Udalls introduce 25×25 RES bill
The bill from Sens. Tom Udall (D-N.M.) and Mark Udall (D-Colo.) is the latest in a long-running campaign to implement a nationwide renewable energy standard; when they were in the House, the Udall cousins introduced their first RES bill in 2002.
The cousins’ bill is unlikely to gain much traction anytime soon, as any attempt to mandate more wind and solar purchasing meets fierce resistance from conservative House Republicans, who say such sources are too expensive to thrive without government support. But the Udalls say the proposal deserves more attention because of its potential to provide an economic boost in clean energy industries while making progress in reducing heat-trapping emissions.
“The global clean energy race is increasingly competitive, and our bill is the best way to help America take the lead and build a thriving clean energy economy,” Tom Udall said in a statement. “A national RES will get America running on homegrown clean energy, create almost 300,000 new jobs and help revitalize our rural communities — all while fighting global warming.”

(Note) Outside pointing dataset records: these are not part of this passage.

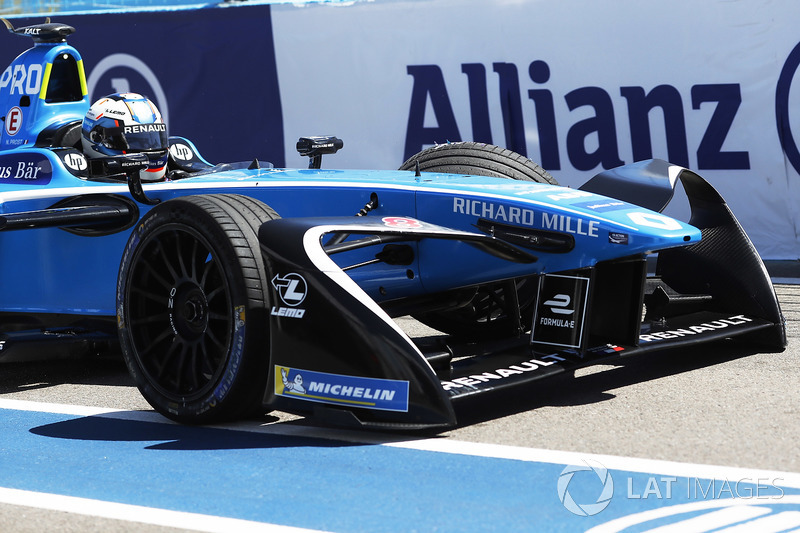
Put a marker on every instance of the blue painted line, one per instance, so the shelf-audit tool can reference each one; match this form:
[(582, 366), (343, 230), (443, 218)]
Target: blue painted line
[(327, 484)]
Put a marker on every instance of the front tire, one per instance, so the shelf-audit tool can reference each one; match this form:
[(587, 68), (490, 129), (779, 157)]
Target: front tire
[(191, 307), (486, 315)]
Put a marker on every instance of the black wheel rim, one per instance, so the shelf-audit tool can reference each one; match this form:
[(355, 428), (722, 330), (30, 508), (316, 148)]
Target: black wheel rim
[(179, 314)]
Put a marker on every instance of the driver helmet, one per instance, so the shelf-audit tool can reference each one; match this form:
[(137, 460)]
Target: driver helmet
[(126, 123)]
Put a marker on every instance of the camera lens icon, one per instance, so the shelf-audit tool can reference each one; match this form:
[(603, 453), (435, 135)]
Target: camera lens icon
[(591, 508)]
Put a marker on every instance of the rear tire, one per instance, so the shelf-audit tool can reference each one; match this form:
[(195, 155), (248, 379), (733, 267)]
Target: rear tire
[(486, 315), (191, 307)]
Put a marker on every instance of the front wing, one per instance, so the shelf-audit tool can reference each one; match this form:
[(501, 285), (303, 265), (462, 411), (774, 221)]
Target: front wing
[(336, 354)]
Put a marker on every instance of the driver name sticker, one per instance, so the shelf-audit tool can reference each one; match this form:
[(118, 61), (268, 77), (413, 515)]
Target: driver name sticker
[(338, 389)]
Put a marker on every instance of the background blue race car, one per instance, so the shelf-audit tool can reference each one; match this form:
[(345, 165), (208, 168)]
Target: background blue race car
[(236, 288)]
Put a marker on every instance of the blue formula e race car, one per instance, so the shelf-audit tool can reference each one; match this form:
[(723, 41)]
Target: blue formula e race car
[(237, 288)]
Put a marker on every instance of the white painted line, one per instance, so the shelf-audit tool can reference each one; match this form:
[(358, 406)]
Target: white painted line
[(448, 445), (139, 514)]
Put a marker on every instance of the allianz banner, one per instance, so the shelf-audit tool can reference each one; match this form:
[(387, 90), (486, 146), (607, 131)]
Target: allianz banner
[(211, 72), (576, 85)]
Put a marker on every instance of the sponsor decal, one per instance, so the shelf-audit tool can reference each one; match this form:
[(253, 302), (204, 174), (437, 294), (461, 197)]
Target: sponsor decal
[(292, 290), (13, 121), (521, 216), (338, 389), (145, 128), (568, 224), (560, 311), (617, 238), (589, 130), (697, 329), (401, 222), (181, 152), (75, 161), (22, 79), (653, 220), (25, 168), (474, 380)]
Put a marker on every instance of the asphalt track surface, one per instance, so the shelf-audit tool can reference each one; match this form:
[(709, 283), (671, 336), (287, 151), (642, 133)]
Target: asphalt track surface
[(82, 451)]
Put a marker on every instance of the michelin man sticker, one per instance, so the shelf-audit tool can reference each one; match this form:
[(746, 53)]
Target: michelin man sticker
[(296, 385), (338, 389)]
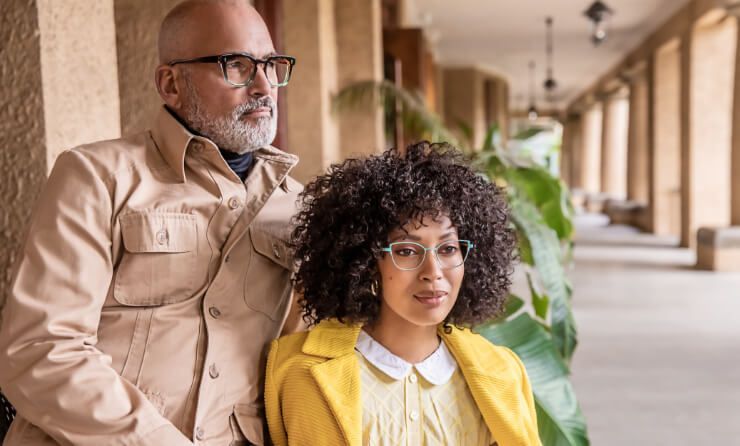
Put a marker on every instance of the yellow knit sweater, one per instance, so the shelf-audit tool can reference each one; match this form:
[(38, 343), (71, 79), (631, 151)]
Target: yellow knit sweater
[(312, 387)]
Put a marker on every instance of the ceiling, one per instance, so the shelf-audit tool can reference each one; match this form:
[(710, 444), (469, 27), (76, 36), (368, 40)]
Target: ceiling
[(504, 35)]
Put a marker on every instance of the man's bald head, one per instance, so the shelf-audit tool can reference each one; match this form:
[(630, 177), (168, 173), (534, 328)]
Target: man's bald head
[(195, 27)]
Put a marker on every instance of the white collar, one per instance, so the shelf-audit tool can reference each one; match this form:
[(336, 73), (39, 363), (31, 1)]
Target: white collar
[(437, 368)]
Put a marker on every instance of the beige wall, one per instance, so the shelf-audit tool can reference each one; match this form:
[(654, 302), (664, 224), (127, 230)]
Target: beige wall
[(137, 25), (711, 95), (79, 74), (464, 101), (667, 148), (60, 86), (360, 58), (313, 132)]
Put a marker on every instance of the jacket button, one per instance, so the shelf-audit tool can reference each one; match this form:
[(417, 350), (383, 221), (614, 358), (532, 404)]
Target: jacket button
[(233, 203), (215, 312), (162, 236), (213, 371)]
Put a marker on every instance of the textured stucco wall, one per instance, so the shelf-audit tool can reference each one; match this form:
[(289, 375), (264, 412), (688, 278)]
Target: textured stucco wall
[(464, 101), (313, 132), (22, 151), (360, 58), (79, 75), (137, 27)]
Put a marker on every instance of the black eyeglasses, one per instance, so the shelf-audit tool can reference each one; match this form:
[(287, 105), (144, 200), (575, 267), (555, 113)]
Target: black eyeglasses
[(239, 69)]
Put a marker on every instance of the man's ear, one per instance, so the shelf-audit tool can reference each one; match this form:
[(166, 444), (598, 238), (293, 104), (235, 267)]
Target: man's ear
[(166, 78)]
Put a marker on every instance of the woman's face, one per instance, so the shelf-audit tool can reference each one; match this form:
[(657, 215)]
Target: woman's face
[(423, 296)]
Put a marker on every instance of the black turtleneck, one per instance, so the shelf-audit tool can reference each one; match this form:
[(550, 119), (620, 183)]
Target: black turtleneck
[(240, 164)]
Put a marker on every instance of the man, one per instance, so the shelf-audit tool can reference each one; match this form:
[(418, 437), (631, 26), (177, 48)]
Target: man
[(156, 269)]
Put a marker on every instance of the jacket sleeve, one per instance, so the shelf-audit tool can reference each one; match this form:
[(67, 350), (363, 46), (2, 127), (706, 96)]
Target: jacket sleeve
[(50, 368), (273, 409)]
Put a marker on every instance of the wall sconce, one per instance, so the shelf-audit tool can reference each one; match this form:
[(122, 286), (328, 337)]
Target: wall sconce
[(599, 14)]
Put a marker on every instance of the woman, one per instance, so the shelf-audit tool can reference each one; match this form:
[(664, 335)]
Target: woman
[(397, 252)]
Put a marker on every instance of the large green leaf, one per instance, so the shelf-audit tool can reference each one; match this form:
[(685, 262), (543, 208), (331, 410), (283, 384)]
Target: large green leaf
[(548, 194), (560, 421), (546, 252)]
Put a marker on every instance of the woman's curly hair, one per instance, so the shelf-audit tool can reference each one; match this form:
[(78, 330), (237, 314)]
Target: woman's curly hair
[(346, 217)]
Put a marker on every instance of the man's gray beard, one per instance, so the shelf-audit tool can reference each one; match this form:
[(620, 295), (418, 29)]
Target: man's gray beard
[(231, 132)]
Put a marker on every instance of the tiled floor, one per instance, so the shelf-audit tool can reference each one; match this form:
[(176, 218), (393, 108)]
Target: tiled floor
[(658, 361)]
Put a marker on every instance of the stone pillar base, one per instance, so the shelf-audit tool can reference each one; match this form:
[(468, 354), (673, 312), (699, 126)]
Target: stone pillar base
[(718, 249), (625, 212)]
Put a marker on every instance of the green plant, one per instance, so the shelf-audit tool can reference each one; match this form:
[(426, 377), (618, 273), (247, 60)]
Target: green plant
[(542, 214)]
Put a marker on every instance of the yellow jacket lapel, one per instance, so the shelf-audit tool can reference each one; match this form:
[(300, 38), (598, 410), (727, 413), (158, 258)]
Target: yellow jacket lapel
[(338, 378)]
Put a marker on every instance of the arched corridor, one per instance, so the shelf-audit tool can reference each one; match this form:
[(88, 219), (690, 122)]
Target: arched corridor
[(657, 361)]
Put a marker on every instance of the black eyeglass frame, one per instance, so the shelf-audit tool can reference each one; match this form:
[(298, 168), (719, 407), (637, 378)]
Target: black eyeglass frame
[(221, 59)]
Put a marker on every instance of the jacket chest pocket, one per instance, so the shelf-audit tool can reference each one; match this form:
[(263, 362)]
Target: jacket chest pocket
[(158, 265), (267, 283)]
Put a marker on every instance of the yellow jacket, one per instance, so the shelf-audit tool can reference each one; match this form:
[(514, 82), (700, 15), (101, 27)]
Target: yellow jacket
[(312, 387)]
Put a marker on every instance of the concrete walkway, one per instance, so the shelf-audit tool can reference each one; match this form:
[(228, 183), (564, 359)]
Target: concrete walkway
[(659, 356)]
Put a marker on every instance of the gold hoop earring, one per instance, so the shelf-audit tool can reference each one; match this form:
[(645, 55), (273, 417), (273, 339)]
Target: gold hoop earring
[(374, 287)]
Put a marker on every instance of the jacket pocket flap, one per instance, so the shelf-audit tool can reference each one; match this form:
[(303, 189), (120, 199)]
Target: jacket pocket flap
[(273, 248), (159, 232)]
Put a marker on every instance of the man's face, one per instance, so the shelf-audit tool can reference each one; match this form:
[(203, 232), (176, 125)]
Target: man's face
[(237, 119)]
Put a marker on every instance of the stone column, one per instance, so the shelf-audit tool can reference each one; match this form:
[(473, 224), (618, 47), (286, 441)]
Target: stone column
[(591, 154), (313, 131), (360, 58), (614, 145), (666, 175), (464, 101), (60, 90), (639, 139), (711, 86), (718, 248)]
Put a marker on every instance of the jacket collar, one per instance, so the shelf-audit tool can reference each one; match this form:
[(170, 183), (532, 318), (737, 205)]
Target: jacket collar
[(173, 140), (489, 381)]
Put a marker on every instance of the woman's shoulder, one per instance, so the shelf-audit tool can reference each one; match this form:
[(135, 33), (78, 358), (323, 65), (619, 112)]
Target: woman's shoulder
[(474, 349), (326, 340)]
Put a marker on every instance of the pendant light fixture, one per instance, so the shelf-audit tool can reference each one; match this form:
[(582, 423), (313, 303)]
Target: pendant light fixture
[(550, 84), (532, 111), (599, 14)]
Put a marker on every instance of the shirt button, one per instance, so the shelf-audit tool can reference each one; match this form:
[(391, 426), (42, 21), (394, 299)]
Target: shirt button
[(162, 236), (233, 203), (213, 371), (215, 312)]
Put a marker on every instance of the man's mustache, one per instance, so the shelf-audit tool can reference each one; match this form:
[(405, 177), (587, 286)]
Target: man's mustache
[(264, 102)]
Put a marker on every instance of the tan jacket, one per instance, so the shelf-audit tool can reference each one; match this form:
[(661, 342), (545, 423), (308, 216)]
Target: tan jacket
[(149, 288)]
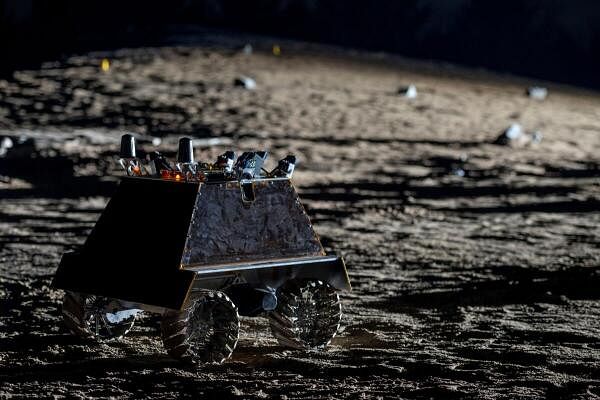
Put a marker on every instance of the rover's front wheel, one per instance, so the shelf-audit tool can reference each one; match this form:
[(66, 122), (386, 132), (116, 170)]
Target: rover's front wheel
[(90, 317), (205, 331), (307, 316)]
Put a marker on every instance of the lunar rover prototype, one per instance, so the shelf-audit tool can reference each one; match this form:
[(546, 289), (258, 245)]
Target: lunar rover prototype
[(201, 244)]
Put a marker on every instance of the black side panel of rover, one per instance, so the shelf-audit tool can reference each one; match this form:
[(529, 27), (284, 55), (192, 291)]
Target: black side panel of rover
[(157, 239), (134, 251)]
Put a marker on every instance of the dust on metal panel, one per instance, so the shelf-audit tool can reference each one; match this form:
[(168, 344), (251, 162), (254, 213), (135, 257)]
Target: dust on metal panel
[(225, 229)]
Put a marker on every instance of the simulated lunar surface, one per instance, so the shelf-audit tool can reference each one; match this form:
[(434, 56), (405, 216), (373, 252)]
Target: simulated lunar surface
[(473, 254)]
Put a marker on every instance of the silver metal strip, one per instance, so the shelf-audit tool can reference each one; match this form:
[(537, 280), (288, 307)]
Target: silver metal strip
[(289, 263)]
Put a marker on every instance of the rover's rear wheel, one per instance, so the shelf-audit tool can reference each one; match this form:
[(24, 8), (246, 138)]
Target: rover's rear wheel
[(307, 316), (205, 331), (88, 316)]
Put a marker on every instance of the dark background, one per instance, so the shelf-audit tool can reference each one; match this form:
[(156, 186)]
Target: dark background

The last time lawmakers attempted major energy policy was the 111th Congress of 2009-10, and RES proposals were embraced in both chambers before the trickier politics of climate change and the GOP takeover of the House sapped attention from comprehensive bills.
The House-passed cap-and-trade bill included a 20-percent-by-2020 RES; a weaker version, requiring 15 percent renewable electricity by 2020, was included in the broad 2009 Senate energy bill, which emerged from committee with bipartisan support but never made it to the floor.